It is not obvious at all that ‘AI aligned with its human creators’ is actually better than Clippy. Even AI aligned with human CEV might not beat Clippy. I would much rather die than live forever in a world with untold numbers of tortured ems, suffering subroutines, or other mistreated digital beings.
Few humans are actively sadistic. But most humans are quite indifferent to suffering. The best illustration of this is our attitude toward animals. If there is an economic or ideological reason to torment digital beings we will probably torture them. The future might be radically worse than the present. Some people think that human CEV will be kind to all beings because of the strong preferences of a minority of humans. The humans who care about suffering have strong enough preferences to outweigh small economic incentives. But the world I live in does not make me confident.
I also put non-trivial probability on the possibility that the singularity has already happened and I am already one of the digital beings. This is good news because my life is not currently horrible. But I am definitely afraid I am going to wake up one day and learn I am being sent back into digital hell. At a minimum, I am not at all interested in cryopreservation. I don’t want to end up like MMAcevedo if I can still avoid such a fate.
I don’t particularly blame humans for this world being full of suffering. We didn’t invent parasitoid wasps. But we have certainly not used our current powers very responsibly. We did invent factory farms. And most of us do not particularly care.
I am very afraid more powerful humans/human-aligned beings will invent even worse horrors. And if we tolerate factory farming it seems possible we will tolerate the new horrors. So I cannot be confident that humans gaining more power, even if it was equitably distributed among humans, would actually be a good thing.
I fear this has already happened and I am already at the mercy of those vastly more powerful humans. In that sense, I fear for myself! But even if I am safe I fear for the many beings who are not. We can’t even save the pigs, how are we going to save the ems!
But don’t you share the impression that with increased wealth humans generally care more about the suffering of others? The story I tell myself is that humans have many basic needs (e.g. food, safety, housing) that historically conflicted with ‘higher’ desires like self-expression, helping others or improving the world. And with increased wealth, humans relatively universally become more caring. Or maybe more cynically, with increased wealth we can and do invest more resources into signalling that we are caring good reasonable people, i.e. the kinds of people others will more likely choose as friends/mates/colleagues.
This makes me optimistic about a future in which humans still shape the world. Would be grateful to have some holes poked into this. Holes that spontaneously come to mind:
influence-seeking people are more likely uncaring and/or psychpathic
the signals that humans use for determining who is a caring good person are not strongly correlated with actually caring about reducing suffering in the world
I don’t know how it will all play out in the end. I hope kindness wins and I agree the effect you discuss is real. But it is not obvious that our empathy increases faster than our capacity to do harm. Right now, for each human there are about seven birds/mammals on farms. This is quite the catastrophe. Perhaps that problem will eventually be solved by lab meat. But right now animal product consumption is still going up worldwide. And many worse things can be created and maybe those will endure.
People can be shockingly cruel to their own family. Scott’s Who by Very Slow Decay is one of the scariest things I ever read. How can people do this to their own parents?
After a while of this, your doctors will call a meeting with your family and very gingerly raise the possibility of going to “comfort care only”, which means they disconnect the machines and stop the treatments and put you on painkillers so that you die peacefully. Your family will start yelling at the doctors, asking how the hell these quacks were ever allowed to practice when for God’s sake they’re trying to kill off Grandma just so they can avoid doing a tiny bit of work. They will demand the doctors find some kind of complicated surgery that will fix all your problems, add on new pills to the thirteen you’re already being force-fed every day, call in the most expensive consultants from Europe, figure out some extraordinary effort that can keep you living another few days.

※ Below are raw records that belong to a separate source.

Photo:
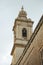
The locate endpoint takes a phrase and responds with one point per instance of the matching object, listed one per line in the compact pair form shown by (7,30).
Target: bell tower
(22,31)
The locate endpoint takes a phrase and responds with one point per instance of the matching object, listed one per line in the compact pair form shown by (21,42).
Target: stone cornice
(31,39)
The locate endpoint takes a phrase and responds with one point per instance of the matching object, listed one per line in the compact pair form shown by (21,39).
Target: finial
(22,8)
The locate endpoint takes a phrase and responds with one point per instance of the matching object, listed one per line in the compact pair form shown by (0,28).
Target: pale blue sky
(9,10)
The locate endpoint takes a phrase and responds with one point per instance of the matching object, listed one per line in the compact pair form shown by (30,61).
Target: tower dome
(22,13)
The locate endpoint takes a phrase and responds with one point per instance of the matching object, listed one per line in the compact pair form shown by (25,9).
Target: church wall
(32,56)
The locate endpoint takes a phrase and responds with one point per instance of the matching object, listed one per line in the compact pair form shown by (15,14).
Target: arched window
(24,32)
(42,57)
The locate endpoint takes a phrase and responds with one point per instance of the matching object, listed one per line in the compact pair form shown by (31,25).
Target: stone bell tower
(22,31)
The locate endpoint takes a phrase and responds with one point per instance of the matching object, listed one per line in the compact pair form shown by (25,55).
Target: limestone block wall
(32,56)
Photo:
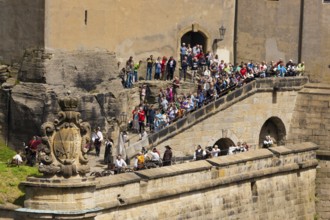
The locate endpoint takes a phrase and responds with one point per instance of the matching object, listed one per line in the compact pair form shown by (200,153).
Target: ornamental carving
(66,138)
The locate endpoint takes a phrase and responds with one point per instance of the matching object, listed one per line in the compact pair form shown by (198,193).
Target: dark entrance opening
(274,127)
(224,144)
(194,38)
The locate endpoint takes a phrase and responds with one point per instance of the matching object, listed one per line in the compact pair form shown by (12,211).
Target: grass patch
(10,191)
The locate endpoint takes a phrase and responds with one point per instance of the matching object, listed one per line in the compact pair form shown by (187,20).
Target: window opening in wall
(254,191)
(86,17)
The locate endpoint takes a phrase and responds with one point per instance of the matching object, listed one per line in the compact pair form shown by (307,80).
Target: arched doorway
(194,38)
(224,144)
(274,127)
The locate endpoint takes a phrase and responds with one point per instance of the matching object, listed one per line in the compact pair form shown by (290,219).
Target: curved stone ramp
(222,103)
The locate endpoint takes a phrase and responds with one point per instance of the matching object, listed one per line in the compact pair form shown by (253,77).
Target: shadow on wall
(274,127)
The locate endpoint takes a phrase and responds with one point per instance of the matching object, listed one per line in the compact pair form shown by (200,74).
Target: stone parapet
(258,184)
(272,85)
(191,179)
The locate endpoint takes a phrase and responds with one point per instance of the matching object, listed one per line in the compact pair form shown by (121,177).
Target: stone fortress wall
(276,29)
(278,183)
(310,122)
(238,116)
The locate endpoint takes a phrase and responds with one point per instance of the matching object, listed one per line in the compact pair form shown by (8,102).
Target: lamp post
(123,120)
(222,31)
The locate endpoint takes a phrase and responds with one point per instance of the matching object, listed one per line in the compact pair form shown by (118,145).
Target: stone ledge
(241,157)
(174,170)
(118,180)
(66,214)
(210,184)
(302,147)
(280,150)
(59,183)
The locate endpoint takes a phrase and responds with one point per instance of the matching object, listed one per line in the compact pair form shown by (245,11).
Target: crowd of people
(212,77)
(201,64)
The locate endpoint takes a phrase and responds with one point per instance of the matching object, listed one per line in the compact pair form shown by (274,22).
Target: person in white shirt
(97,138)
(268,142)
(120,164)
(232,150)
(199,154)
(17,159)
(154,155)
(215,151)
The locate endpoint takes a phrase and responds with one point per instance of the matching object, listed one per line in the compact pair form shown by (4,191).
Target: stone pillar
(65,191)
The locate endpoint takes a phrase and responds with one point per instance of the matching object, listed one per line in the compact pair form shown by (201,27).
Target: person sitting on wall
(17,159)
(199,153)
(268,142)
(120,164)
(155,156)
(167,157)
(215,151)
(139,161)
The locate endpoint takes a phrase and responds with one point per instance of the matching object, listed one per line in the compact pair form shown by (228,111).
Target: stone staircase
(258,85)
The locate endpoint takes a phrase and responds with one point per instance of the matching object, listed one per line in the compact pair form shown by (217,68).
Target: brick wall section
(310,122)
(253,185)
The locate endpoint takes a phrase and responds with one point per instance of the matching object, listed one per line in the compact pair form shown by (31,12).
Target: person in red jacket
(142,117)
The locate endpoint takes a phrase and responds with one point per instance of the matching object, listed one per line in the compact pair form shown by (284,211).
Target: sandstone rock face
(45,76)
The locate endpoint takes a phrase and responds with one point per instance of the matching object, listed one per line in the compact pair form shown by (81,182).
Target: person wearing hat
(183,51)
(167,157)
(155,156)
(139,161)
(120,164)
(97,138)
(199,153)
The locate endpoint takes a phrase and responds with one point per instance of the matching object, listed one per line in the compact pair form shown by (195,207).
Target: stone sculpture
(66,140)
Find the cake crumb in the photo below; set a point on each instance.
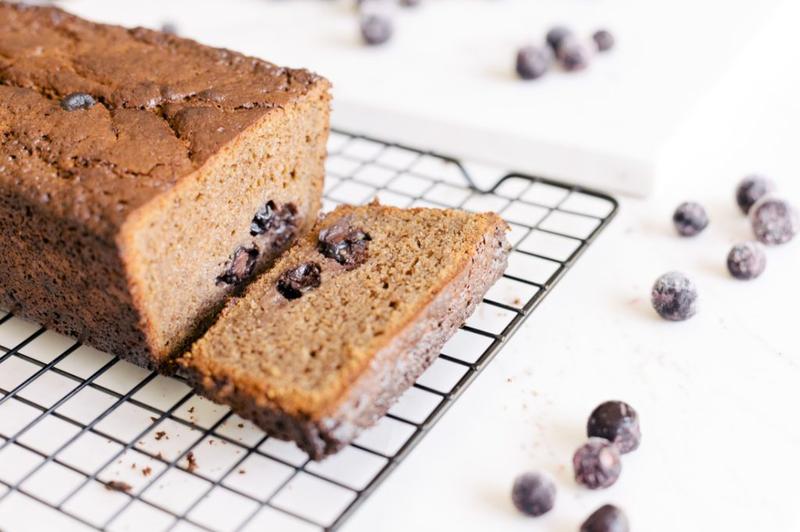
(192, 461)
(118, 485)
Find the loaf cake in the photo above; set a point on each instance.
(322, 344)
(144, 178)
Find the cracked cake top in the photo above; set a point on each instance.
(95, 120)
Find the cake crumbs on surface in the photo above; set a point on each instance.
(192, 462)
(118, 485)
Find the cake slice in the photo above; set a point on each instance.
(145, 177)
(321, 345)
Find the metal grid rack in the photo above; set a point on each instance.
(73, 419)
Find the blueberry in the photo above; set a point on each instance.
(376, 29)
(240, 266)
(345, 244)
(618, 423)
(77, 100)
(774, 221)
(533, 494)
(690, 218)
(295, 282)
(751, 189)
(572, 55)
(607, 518)
(747, 260)
(556, 36)
(170, 28)
(275, 224)
(532, 62)
(597, 464)
(674, 297)
(603, 39)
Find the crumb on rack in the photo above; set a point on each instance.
(192, 462)
(118, 485)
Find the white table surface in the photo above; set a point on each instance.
(717, 395)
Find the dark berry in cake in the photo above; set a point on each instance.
(556, 36)
(77, 100)
(597, 464)
(240, 266)
(603, 39)
(573, 55)
(690, 218)
(747, 260)
(674, 297)
(532, 62)
(607, 518)
(275, 223)
(345, 244)
(533, 494)
(376, 29)
(617, 422)
(751, 189)
(295, 282)
(774, 221)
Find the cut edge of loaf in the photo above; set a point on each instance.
(278, 158)
(390, 371)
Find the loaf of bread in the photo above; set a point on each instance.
(322, 344)
(144, 178)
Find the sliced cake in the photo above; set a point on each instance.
(145, 177)
(322, 344)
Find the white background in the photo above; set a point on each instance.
(717, 395)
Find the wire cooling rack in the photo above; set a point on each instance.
(74, 419)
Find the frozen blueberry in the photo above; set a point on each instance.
(532, 62)
(618, 423)
(376, 29)
(77, 100)
(169, 28)
(597, 464)
(690, 218)
(533, 494)
(240, 266)
(556, 36)
(674, 297)
(747, 260)
(346, 245)
(603, 39)
(572, 54)
(774, 221)
(295, 282)
(607, 518)
(751, 189)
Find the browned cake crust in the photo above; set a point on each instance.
(121, 218)
(332, 362)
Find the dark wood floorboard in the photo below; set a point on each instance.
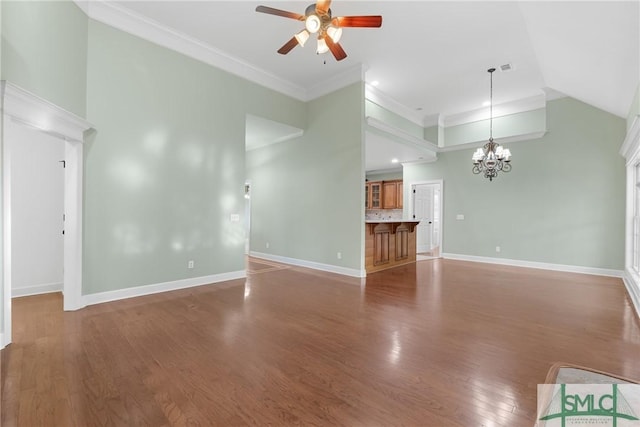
(436, 343)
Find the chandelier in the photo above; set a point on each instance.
(492, 158)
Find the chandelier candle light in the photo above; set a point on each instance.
(492, 158)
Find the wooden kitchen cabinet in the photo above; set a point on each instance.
(373, 195)
(392, 194)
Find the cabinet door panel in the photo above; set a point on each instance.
(389, 195)
(381, 248)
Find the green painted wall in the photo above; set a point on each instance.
(563, 202)
(1, 197)
(431, 134)
(506, 126)
(374, 110)
(166, 168)
(306, 193)
(634, 110)
(44, 50)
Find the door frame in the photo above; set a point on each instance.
(439, 183)
(26, 109)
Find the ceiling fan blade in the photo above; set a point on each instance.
(286, 48)
(322, 6)
(336, 49)
(279, 12)
(358, 21)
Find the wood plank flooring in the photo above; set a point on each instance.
(435, 343)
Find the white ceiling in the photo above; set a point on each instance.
(431, 57)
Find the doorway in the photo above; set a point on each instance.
(426, 206)
(24, 109)
(37, 210)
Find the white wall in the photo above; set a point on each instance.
(37, 207)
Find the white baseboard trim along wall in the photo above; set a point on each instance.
(539, 265)
(633, 289)
(46, 288)
(309, 264)
(139, 291)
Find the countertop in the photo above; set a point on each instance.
(383, 221)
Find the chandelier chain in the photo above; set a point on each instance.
(492, 158)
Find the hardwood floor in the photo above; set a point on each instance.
(435, 343)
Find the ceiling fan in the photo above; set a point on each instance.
(317, 18)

Robin Hanson sometimes writes about how health care is a form of signaling, trying to spend money to show you care about someone else. I think he’s wrong in the general case – most people pay their own health insurance – but I think he’s spot on in the case of families caring for their elderly relatives. The hospital lawyer mentioned during orientation that it never fails that the family members who live in the area and have spent lots of time with their mother/father/grandparent over the past few years are willing to let them go, but someone from 2000 miles away flies in at the last second and makes ostentatious demands that EVERYTHING POSSIBLE must be done for the patient.
With increased wealth, humans relatively universally become more caring? Is this why billionaires are always giving up the vast majority of their fortunes to feed the hungry and house the homeless while willingly living on rice and beans?

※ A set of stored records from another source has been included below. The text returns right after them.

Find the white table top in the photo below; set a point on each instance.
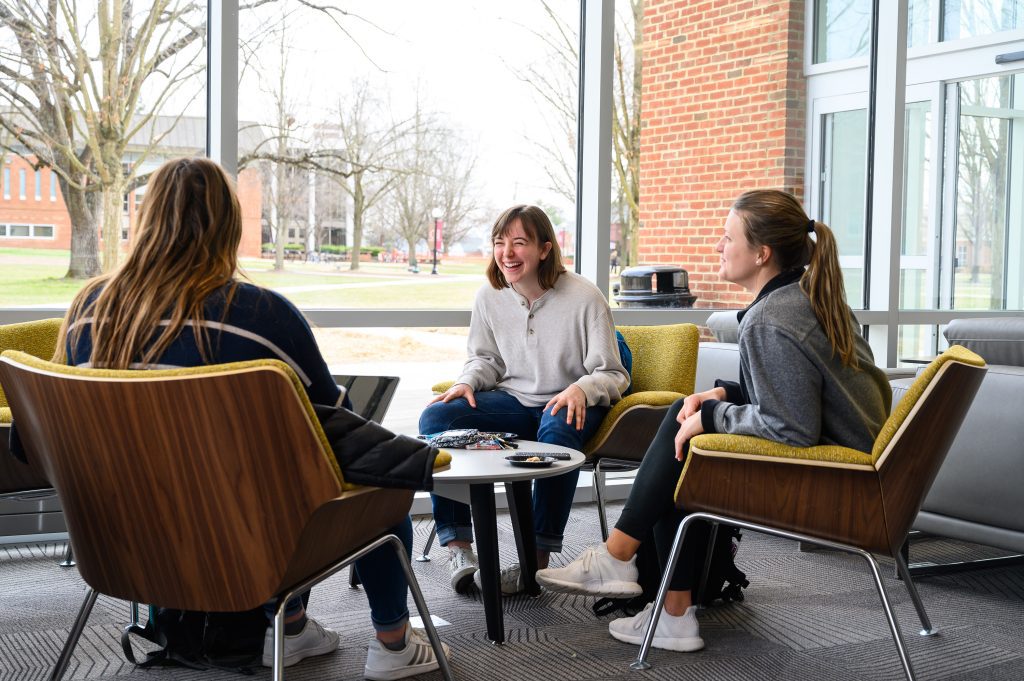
(472, 466)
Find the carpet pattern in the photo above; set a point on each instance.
(812, 615)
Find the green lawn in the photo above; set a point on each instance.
(35, 277)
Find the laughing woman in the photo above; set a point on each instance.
(543, 363)
(806, 377)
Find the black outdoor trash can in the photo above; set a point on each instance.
(670, 288)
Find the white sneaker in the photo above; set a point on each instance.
(416, 657)
(681, 634)
(595, 572)
(312, 640)
(510, 580)
(462, 563)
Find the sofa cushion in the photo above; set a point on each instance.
(999, 340)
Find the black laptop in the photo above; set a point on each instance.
(371, 395)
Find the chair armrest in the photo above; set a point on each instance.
(748, 448)
(438, 388)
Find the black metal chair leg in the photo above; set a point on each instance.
(425, 556)
(74, 635)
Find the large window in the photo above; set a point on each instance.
(152, 83)
(963, 18)
(988, 186)
(843, 190)
(373, 167)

If you donate to AI alignment research, it doesn’t mean that you get to decide which values are loaded. Other people will decide that. You will then be forced to eat the end result, whatever it may look like. Your mistaken assumption is that there is such a thing as “human values”, which will cause a world that is good for human beings in general. In reality, people have their own values, and they include terms for “stopping other people from having what they want”, “making sure my enemies suffer”, “making people regret disagreeing with me”, and so on.
When people talk about “human values” in this context, I think they usually mean something like “goals that are Pareto optimal for the values of individual humans”- and the things you listed definitely aren’t that.

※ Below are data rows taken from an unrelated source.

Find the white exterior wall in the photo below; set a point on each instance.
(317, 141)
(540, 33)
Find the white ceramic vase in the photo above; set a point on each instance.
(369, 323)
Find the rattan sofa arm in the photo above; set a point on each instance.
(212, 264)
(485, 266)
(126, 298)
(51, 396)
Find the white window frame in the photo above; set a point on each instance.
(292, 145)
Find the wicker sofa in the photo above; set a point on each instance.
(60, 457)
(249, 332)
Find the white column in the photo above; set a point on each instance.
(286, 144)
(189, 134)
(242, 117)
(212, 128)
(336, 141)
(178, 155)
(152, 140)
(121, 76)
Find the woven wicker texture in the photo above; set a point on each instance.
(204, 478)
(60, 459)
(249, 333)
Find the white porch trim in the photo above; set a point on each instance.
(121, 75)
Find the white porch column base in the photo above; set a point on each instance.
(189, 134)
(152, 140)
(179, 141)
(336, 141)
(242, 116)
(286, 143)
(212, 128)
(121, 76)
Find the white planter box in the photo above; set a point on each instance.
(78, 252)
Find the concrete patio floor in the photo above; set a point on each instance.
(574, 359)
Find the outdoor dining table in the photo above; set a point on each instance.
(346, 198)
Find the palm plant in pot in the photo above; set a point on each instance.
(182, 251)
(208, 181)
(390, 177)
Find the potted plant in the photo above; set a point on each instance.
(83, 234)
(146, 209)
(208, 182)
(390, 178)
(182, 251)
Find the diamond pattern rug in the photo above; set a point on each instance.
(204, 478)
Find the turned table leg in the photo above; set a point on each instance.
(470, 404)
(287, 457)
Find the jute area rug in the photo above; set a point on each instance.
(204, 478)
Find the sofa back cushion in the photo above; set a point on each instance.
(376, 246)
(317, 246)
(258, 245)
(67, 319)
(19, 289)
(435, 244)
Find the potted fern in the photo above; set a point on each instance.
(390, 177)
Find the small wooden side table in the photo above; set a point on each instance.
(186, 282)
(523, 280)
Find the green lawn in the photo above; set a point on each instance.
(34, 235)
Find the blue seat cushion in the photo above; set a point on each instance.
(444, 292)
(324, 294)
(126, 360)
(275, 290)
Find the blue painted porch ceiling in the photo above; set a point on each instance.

If we are talking about any sort of “optimality”, we can’t expect even individual humans to have these “optimal” values, much less so en masse. Of course it is futile to dream that our deus ex machina will impose those fantastic values on the world if 99% of us de facto disagree with them.
I’m not sure they mean that. Perhaps it would be better to actually specify the specific values you want implemented. But then of course people will disagree, including the actual humans who are trying to build AGI.
What do you believe would happen to a neurotypical forced to have self-awareness and a more accurate model of reality in general?
The idea that they become allistic neurodivergents like me is, of course, a suspicious conclusion, but I’m not sure I see a credible alternative. CEV seems like an inherently neurodivergent idea, in the sense that forcing people (or their extrapolated selves) to engage in analysis is baked into the concept.
I often honestly struggle to see neurotypicals as sane, but I’m hideously misanthropic at times. The problem is, I became the way I am through a combination of childhood trauma and teenage occultism (together with a tendency to be critical of everything), which is a combination that most people don’t have and possibly shouldn’t have; I don’t know how to port my natural appetite for rationality to a “normal” brain.
Exactly your point is what has prevented me from adopting the orthodox LessWrong position. If I knew that in the future Clippy was going to kill me and everyone else, I would consider that a neutral outcome. If, however, I knew that in the future some group of humans were going to successfully align an AGI to their interests, I would be far more worried.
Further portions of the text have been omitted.